The Hot Chips 2014 conference conveyed some hot information this week about Nvidia’s 64-bit Tegra K1 -the first 64-bit ARM processor for Android devices that pairs the dual-core “Project Denver” CPU with Nvidia’s 192-core Kepler GPU (a ceepee geepee). The ARM-based Denver CPU was custom designed by Nvidia and is compatible with ARM’s 64-bit ARMv8-A architecture. The chip is also pin-compatible with the 32-bit Tegra K1 chip, enabling products that will run either chip without any tweaking needed. Think ARM64 Jetson boards, Shield Tablets, and Chromebooks. Nvidia claims exceptional performance and superior energy efficiency over other ARM-based mobile processors.
Originally intended for servers, Nvidia launched Project Denver between 3-5 years ago. The recent Cirrascale server RM1905D is one instantiation of that effort that combines ARM64 with GPUs as shown in the graphic below .

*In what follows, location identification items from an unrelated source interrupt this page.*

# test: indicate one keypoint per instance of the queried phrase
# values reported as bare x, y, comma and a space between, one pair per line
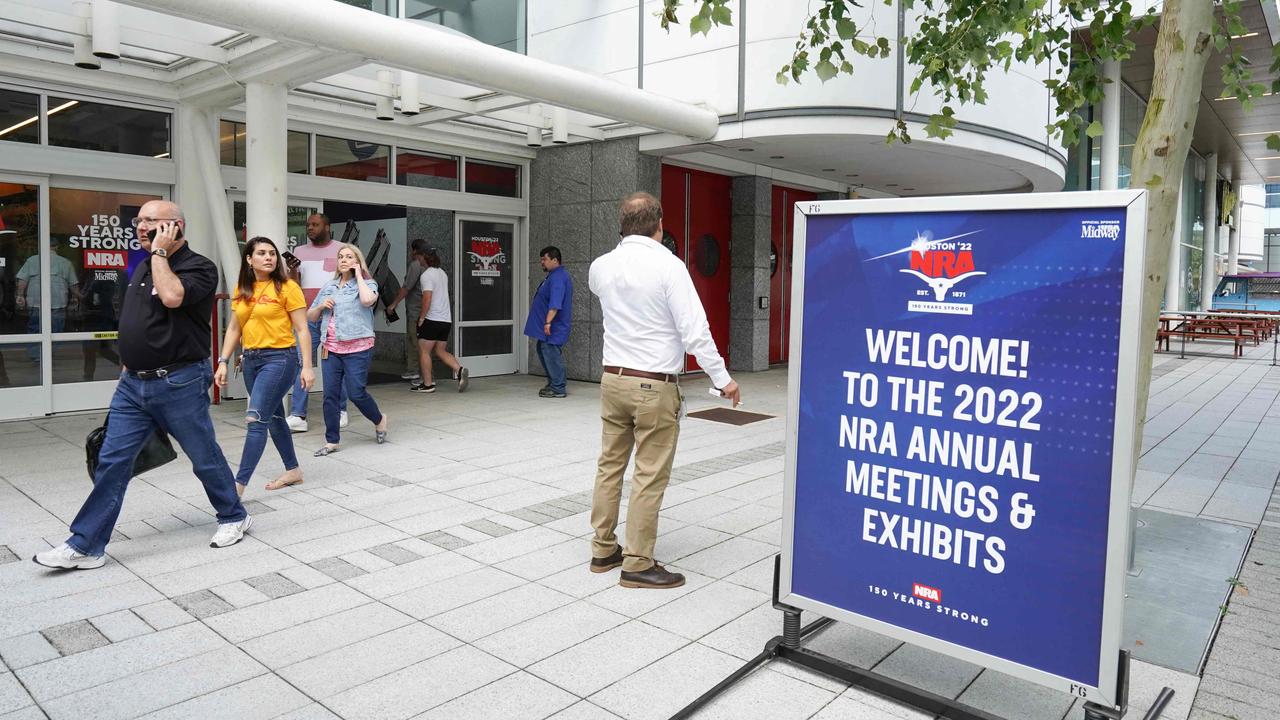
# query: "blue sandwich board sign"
961, 425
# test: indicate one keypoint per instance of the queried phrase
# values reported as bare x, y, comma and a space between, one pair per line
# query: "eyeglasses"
137, 222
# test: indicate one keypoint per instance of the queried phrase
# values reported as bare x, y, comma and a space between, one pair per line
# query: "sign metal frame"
1123, 445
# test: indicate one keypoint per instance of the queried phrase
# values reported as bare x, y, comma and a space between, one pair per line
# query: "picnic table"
1234, 326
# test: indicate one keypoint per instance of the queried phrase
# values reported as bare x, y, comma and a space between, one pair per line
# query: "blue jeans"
347, 374
298, 401
177, 404
554, 365
268, 376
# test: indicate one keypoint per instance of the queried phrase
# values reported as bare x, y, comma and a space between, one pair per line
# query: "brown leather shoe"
654, 578
606, 564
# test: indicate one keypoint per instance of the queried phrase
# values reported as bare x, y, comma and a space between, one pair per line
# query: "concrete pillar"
1233, 240
1174, 283
1110, 169
266, 162
1208, 268
200, 191
750, 244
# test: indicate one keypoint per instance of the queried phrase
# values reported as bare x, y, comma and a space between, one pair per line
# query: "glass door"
485, 277
92, 251
24, 311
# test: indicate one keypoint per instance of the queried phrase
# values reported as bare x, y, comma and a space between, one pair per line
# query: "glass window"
493, 22
19, 259
352, 159
94, 249
380, 7
19, 117
232, 140
493, 178
109, 128
424, 169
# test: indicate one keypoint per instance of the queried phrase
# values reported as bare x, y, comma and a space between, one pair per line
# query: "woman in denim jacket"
344, 309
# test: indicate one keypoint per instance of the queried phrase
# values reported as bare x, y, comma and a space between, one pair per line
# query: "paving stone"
23, 651
274, 584
74, 637
338, 569
447, 541
163, 614
489, 528
120, 625
202, 604
393, 552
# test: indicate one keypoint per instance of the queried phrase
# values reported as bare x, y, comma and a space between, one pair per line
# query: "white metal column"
1208, 268
1110, 169
266, 162
1174, 274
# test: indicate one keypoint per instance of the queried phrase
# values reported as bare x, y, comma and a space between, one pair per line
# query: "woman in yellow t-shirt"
268, 310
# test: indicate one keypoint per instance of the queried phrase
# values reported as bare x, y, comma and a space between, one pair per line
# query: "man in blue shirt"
549, 315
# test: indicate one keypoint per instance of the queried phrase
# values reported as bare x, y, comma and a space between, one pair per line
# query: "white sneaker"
231, 533
67, 557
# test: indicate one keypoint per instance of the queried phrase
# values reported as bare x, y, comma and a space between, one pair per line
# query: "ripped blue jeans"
269, 373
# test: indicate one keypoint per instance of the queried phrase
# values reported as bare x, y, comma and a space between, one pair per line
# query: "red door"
696, 215
780, 269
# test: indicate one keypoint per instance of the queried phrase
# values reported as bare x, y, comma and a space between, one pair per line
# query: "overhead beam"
429, 50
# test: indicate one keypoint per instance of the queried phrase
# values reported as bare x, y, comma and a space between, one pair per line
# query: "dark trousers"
177, 404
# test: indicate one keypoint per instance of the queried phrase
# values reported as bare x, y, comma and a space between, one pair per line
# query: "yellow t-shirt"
265, 318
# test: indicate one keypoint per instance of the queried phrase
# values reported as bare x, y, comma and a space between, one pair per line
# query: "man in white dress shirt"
652, 317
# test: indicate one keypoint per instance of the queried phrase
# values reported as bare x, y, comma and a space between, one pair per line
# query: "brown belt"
616, 370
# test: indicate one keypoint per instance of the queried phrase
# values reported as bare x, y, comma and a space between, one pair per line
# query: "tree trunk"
1182, 51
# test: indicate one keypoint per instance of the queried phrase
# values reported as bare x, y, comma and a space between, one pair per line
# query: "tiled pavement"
442, 574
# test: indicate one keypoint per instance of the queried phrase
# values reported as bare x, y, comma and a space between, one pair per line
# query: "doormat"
728, 415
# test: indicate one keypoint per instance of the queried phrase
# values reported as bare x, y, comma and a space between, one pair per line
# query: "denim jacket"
353, 320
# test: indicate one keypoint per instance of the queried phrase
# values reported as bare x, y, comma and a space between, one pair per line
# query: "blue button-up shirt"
554, 294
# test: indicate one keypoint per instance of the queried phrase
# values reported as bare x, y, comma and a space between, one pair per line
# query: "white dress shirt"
652, 311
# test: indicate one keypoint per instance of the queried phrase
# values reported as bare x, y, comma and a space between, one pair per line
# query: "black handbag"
155, 451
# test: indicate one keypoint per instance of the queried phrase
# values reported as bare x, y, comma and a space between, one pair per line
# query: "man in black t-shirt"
164, 346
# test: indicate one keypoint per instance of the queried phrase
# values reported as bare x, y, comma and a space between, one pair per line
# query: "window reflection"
352, 159
19, 117
109, 128
493, 22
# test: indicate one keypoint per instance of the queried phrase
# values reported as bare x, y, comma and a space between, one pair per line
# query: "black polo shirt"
154, 336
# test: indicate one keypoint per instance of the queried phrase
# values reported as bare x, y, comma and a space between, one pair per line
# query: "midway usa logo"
941, 265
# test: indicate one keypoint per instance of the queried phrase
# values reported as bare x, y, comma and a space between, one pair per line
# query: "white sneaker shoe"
67, 557
231, 533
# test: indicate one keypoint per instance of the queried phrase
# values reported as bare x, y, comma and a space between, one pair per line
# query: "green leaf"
722, 16
699, 23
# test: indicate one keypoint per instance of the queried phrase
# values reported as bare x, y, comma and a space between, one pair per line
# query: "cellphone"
151, 233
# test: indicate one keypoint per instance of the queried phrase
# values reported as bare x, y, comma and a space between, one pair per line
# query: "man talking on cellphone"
163, 341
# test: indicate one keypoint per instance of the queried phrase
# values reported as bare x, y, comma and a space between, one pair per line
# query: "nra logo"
926, 592
106, 259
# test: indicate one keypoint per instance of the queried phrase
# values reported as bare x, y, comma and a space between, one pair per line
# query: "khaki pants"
638, 413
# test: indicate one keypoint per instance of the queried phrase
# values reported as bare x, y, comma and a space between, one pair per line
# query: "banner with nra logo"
960, 437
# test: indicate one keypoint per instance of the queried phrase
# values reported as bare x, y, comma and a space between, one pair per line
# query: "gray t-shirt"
435, 281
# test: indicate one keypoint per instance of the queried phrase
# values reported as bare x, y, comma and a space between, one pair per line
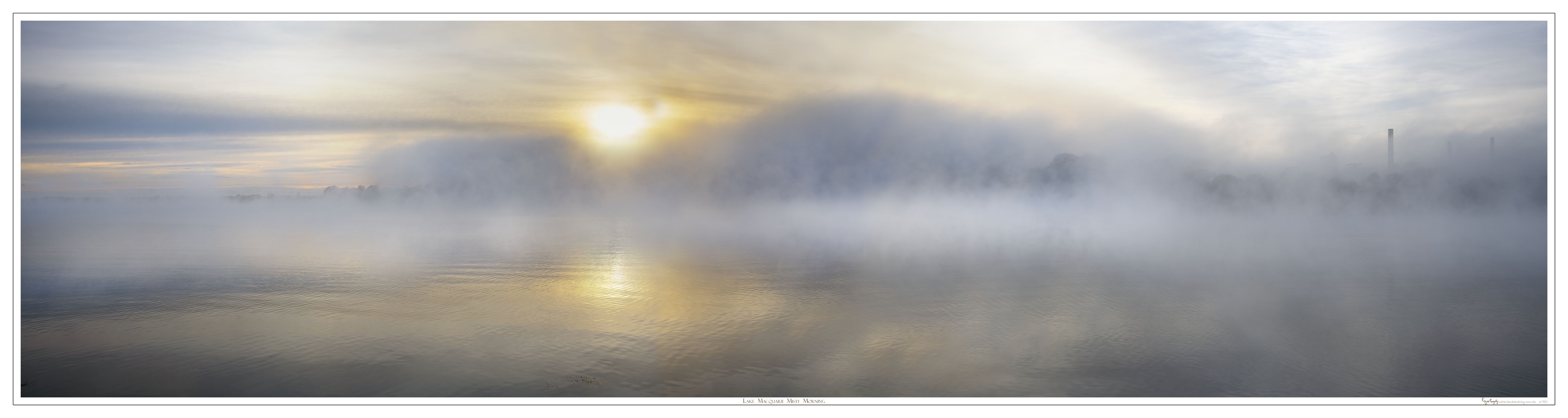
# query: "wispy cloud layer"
298, 104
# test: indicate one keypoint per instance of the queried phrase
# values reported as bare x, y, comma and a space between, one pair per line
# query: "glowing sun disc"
617, 121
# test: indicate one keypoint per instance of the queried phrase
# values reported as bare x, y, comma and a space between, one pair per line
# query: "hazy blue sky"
310, 104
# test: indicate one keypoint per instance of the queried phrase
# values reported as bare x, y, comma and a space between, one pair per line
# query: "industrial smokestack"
1390, 149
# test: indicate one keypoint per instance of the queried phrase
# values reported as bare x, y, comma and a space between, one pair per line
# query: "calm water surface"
234, 309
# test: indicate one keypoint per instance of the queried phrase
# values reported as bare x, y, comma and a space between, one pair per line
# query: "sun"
617, 124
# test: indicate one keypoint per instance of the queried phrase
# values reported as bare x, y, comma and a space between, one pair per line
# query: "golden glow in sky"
617, 124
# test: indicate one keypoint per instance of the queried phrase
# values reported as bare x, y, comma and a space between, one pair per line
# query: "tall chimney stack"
1391, 149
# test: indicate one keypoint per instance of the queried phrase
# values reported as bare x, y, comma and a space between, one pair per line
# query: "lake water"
611, 306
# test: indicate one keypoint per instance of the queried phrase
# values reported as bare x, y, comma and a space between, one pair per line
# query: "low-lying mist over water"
730, 229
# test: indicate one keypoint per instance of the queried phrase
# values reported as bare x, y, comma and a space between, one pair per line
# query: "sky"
159, 105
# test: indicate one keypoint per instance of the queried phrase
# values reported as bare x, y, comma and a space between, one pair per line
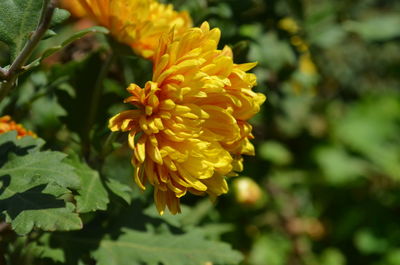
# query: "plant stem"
10, 76
94, 102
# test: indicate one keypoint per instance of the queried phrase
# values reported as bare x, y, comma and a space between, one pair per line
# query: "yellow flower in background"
7, 124
137, 23
188, 126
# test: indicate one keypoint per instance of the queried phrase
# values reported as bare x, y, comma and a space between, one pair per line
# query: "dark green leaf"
134, 247
18, 18
92, 194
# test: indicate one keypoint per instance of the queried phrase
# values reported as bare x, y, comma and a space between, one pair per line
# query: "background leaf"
18, 18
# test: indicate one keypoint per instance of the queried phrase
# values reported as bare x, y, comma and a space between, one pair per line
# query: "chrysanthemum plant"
67, 185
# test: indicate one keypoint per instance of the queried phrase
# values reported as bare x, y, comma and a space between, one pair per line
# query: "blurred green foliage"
327, 138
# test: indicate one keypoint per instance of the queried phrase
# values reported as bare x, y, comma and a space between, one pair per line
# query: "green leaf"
33, 186
50, 51
134, 247
119, 176
59, 16
92, 193
38, 208
18, 18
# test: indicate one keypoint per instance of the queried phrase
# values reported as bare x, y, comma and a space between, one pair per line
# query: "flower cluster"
189, 127
7, 124
137, 23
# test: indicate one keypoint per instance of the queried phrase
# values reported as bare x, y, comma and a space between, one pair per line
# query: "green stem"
10, 76
94, 103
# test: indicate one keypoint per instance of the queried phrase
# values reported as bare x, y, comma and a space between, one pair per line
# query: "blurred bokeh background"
324, 185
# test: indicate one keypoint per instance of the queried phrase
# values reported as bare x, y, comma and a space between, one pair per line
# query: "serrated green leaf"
18, 18
37, 208
50, 51
92, 193
59, 16
33, 184
34, 169
134, 247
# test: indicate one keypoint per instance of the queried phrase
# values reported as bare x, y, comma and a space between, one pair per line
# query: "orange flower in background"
7, 124
137, 23
189, 128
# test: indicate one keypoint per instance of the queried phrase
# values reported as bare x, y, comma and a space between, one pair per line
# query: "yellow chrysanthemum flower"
7, 124
189, 127
137, 23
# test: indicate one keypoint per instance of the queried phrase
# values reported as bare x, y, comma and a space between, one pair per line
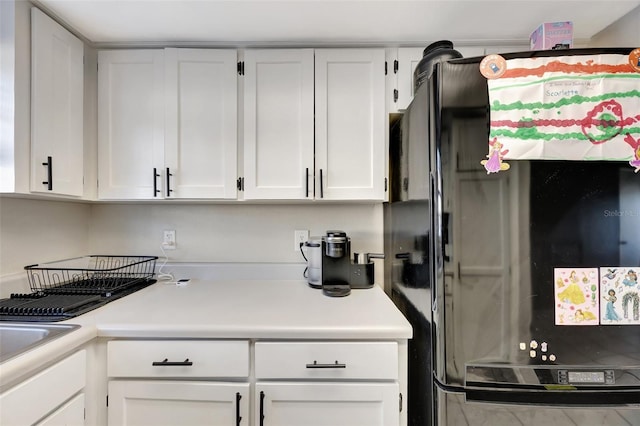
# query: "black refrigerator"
485, 266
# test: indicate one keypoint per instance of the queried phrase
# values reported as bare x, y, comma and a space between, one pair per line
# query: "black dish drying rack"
95, 274
71, 287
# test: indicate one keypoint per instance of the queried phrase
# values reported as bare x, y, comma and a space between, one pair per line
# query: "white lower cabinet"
51, 397
327, 404
70, 414
327, 384
174, 402
178, 382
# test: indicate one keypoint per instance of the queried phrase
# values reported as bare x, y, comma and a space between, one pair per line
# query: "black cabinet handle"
49, 181
306, 177
166, 363
334, 365
238, 418
155, 182
261, 408
169, 190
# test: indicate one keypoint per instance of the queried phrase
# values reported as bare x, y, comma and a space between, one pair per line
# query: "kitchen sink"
17, 338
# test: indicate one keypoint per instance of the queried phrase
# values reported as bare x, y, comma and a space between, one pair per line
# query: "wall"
238, 232
35, 231
623, 33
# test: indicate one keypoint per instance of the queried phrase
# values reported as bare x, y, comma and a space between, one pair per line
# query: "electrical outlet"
169, 240
300, 237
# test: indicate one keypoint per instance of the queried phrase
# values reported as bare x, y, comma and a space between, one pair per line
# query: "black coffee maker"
336, 263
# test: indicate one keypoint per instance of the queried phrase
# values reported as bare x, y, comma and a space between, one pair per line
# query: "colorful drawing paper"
579, 107
619, 296
576, 296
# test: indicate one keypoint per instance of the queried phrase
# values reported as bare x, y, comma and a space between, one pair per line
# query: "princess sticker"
494, 163
576, 296
635, 144
621, 294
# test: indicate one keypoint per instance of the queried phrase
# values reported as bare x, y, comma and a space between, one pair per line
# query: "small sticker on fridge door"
576, 296
619, 295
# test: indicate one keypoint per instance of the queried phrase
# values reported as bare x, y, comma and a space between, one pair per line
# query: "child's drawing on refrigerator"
619, 291
576, 296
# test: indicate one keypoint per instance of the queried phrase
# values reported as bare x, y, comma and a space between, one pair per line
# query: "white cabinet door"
201, 123
46, 392
177, 402
130, 124
56, 108
327, 404
350, 124
278, 124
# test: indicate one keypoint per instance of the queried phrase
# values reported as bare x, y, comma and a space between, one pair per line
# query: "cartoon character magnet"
494, 164
576, 296
619, 293
635, 144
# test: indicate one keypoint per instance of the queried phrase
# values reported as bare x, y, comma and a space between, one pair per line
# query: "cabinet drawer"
177, 358
327, 360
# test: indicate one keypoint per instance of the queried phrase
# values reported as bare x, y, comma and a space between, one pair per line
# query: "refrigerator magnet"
494, 162
493, 66
576, 296
619, 292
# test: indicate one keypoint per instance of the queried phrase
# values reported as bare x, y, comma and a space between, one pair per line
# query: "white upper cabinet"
130, 124
56, 108
167, 124
350, 124
278, 124
201, 124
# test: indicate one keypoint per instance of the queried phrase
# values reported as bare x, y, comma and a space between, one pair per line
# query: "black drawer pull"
334, 365
49, 181
167, 363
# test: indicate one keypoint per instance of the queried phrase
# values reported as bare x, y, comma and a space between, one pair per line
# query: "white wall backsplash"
35, 231
625, 32
229, 233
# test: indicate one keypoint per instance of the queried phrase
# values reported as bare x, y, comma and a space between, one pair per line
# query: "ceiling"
235, 22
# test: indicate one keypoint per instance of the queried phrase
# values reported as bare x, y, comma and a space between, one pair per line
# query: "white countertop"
227, 309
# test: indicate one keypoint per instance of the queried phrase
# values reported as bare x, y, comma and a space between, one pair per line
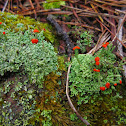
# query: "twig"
119, 45
119, 29
70, 102
5, 6
112, 33
33, 9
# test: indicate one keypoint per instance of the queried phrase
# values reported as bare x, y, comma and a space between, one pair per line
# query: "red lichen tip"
115, 84
76, 47
96, 70
97, 63
102, 88
105, 45
35, 30
34, 41
120, 81
97, 59
107, 85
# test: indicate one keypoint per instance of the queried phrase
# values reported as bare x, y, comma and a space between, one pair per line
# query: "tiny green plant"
94, 74
85, 40
28, 51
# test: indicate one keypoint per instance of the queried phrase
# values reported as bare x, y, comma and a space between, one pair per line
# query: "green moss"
17, 22
50, 5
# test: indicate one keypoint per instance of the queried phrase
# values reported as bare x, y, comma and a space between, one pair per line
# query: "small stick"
70, 102
5, 6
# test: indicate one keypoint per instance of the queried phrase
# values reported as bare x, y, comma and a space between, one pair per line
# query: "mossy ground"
106, 110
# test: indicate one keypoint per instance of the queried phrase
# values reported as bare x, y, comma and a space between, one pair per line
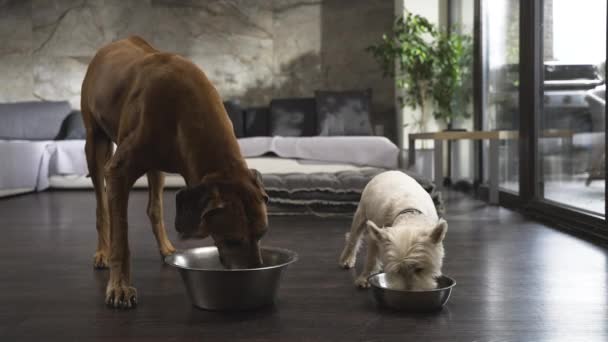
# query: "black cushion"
33, 120
344, 112
256, 122
295, 117
236, 115
73, 127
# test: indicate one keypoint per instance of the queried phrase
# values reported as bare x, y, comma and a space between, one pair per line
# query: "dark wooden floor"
517, 281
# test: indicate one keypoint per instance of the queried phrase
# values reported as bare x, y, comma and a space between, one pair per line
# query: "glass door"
571, 136
500, 100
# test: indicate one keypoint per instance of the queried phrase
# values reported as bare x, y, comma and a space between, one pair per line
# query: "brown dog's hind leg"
156, 180
121, 172
98, 149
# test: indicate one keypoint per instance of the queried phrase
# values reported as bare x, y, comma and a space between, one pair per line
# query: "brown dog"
165, 115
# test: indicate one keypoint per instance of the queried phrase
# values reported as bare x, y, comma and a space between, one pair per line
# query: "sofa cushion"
73, 127
343, 112
294, 117
256, 122
33, 120
235, 113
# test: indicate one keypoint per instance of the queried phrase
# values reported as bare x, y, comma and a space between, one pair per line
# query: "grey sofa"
315, 154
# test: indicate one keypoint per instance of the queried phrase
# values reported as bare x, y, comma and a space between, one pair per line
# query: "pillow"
343, 112
293, 117
73, 127
33, 120
256, 122
235, 113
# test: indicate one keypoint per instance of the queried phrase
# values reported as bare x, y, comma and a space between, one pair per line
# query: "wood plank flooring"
517, 281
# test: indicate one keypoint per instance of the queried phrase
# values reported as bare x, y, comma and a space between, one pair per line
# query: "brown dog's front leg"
119, 292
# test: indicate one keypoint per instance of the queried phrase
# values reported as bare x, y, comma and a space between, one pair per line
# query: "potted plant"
452, 76
409, 49
428, 65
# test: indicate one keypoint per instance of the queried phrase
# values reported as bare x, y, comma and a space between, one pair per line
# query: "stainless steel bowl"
422, 301
212, 287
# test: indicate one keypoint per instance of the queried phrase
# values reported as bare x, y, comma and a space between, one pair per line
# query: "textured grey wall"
252, 50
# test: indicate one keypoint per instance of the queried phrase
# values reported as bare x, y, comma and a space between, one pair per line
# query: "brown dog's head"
233, 213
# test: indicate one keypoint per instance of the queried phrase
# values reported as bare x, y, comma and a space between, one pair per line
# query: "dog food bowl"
212, 287
415, 301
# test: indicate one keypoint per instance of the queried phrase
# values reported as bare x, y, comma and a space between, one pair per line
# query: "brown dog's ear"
189, 204
257, 177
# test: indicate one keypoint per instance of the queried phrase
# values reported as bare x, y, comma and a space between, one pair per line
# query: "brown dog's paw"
100, 260
167, 250
362, 283
121, 296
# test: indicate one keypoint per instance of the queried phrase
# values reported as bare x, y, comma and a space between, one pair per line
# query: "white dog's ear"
375, 232
439, 231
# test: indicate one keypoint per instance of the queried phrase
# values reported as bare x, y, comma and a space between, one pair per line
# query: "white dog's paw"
347, 261
362, 283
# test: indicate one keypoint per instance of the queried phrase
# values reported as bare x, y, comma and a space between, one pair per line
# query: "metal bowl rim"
293, 257
411, 291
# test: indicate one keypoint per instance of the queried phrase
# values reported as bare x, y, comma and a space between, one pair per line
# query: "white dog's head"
412, 256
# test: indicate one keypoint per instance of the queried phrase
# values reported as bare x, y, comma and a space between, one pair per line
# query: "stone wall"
251, 50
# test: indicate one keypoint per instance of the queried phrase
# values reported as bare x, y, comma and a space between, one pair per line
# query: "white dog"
410, 243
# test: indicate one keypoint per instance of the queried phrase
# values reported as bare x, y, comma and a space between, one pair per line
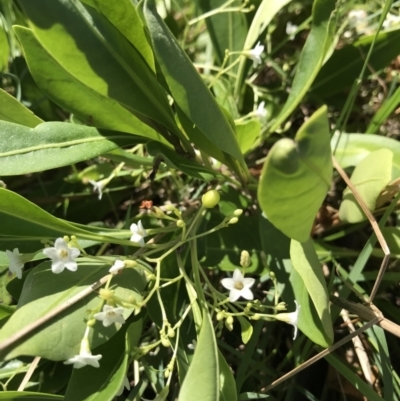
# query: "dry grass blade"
375, 227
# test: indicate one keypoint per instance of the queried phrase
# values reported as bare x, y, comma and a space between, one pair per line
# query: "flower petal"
246, 293
248, 282
234, 295
228, 283
57, 266
237, 275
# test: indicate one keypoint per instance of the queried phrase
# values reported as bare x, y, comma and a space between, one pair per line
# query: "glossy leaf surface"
296, 177
49, 145
203, 368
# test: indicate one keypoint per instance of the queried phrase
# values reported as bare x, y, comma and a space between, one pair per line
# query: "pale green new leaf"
71, 94
203, 368
85, 44
24, 219
266, 11
296, 177
187, 88
305, 262
369, 178
13, 111
25, 150
60, 338
312, 56
350, 149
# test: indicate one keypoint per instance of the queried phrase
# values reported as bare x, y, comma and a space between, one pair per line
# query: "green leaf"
85, 44
337, 75
312, 56
247, 133
175, 161
187, 87
28, 396
226, 29
100, 384
246, 329
25, 150
13, 111
353, 378
305, 262
23, 219
296, 177
124, 17
369, 178
350, 149
4, 48
71, 94
226, 379
38, 298
266, 11
385, 110
204, 368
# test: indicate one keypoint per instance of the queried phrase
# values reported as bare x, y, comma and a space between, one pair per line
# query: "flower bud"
210, 199
130, 263
281, 306
220, 315
245, 260
105, 294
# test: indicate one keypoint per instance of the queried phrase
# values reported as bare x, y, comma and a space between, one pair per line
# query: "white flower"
291, 29
238, 286
117, 266
255, 54
62, 256
138, 233
98, 187
391, 20
290, 318
110, 315
261, 112
16, 262
125, 384
83, 359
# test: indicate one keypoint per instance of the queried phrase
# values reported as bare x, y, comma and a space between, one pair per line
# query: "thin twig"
359, 349
323, 353
374, 225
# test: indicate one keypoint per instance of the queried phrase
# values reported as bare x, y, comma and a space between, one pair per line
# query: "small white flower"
291, 29
391, 20
138, 233
255, 54
238, 286
98, 187
16, 262
117, 266
83, 359
62, 256
261, 112
290, 318
110, 315
125, 384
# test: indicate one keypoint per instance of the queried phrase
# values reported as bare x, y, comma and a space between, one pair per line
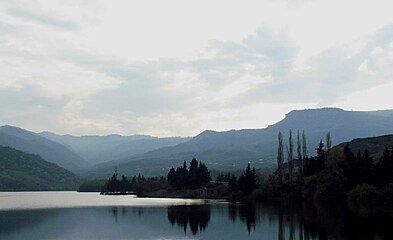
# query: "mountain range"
232, 149
20, 171
51, 151
98, 156
98, 149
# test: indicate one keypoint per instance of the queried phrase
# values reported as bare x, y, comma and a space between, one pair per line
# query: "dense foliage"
334, 176
189, 178
137, 184
20, 171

In June the Wall Street Journal reported that Nvidia (along with Samsung) have decided to shy away from the server chip battle and are now focusing the latest 64-bit Tegra chips (Tegra K1) on smartphones, tablets, cars and other embedded devices. According to seekingalpha.com, Nvidia believes the mobile K1 chip could make it to microservers, byt has scrapped any near-term plan to develop a specialized server CPU. Nvidia derives over 10% of its valuation from the Tegra division with Tegra processors revenue expected to reach $1.5 billion driven by three key growth drivers – mobile devices, automotive electronics and gaming systems. Rather than building its own server processors, Nvidia will supplement ARM processor-based servers with high-performance GPUs. The Cirrascale offering appears to confirm this strategy and is in-line with the 2013 comment by Sumit Gupta, General Manager of the Tesla Accelerated Computing business unit at NVIDIA that, “We think GPU accelerators are going to be, in effect, the floating-point units for ARM processors.”
Qualcomm has been working on server chips but has not announced any plans to introduce them. Other companies that have announced plans for ARM-based chips for servers include Applied Micro Circuits, AMD, Broadcom, Cavium, Texas Instruments and Marvell Technology Group.
Nvidia expects its partners to launch mobile devices based on its 64-bit Tegra K1 later this year. The company is currently developing the next version of Android L – which caters directly to enterprise concerns for Android– on the 64-bit Tegra K1. The combination of low-power, high-performance, 64-bit capability means Nvidia will be able to further expand into a multitude of large markets where visual computing matters, such as auto navigation systems, TV set top boxes and new desktop form factors like all-in-ones, clip-on, smart monitors, and others.
The Nvidia blog contains more details of the Nvidia ARM64 processor.
Each of the two Denver cores implements a 7-way superscalar microarchitecture (up to 7 concurrent micro-ops can be executed per clock), and includes a 128KB 4-way L1 instruction cache, a 64KB 4-way L1 data cache, and a 2MB 16-way L2 cache, which services both cores.
Denver implements an innovative process called Dynamic Code Optimization, which optimizes frequently used software routines at runtime into dense, highly tuned microcode-equivalent routines. These optimized routines are stored in a dedicated, 128MB main-memory-based optimization cache where they are executed, re-fetched and executed from the instruction cache as long as needed and capacity allows. Nvidia claims, “Dynamic Code Optimization works with all standard ARM-based applications, requiring no customization from developers, and without added power consumption versus other ARM mobile processors.“
In our opinion, Dynamic Code Optimization sounds suspiciously like the generation of microcode “kernels” that can potentially be executed in parallel either on ARM Cores or, depending on the magic of LLVM, potentially on the Kepler GPU. Time will tell if that suspicion is bourne out in truth!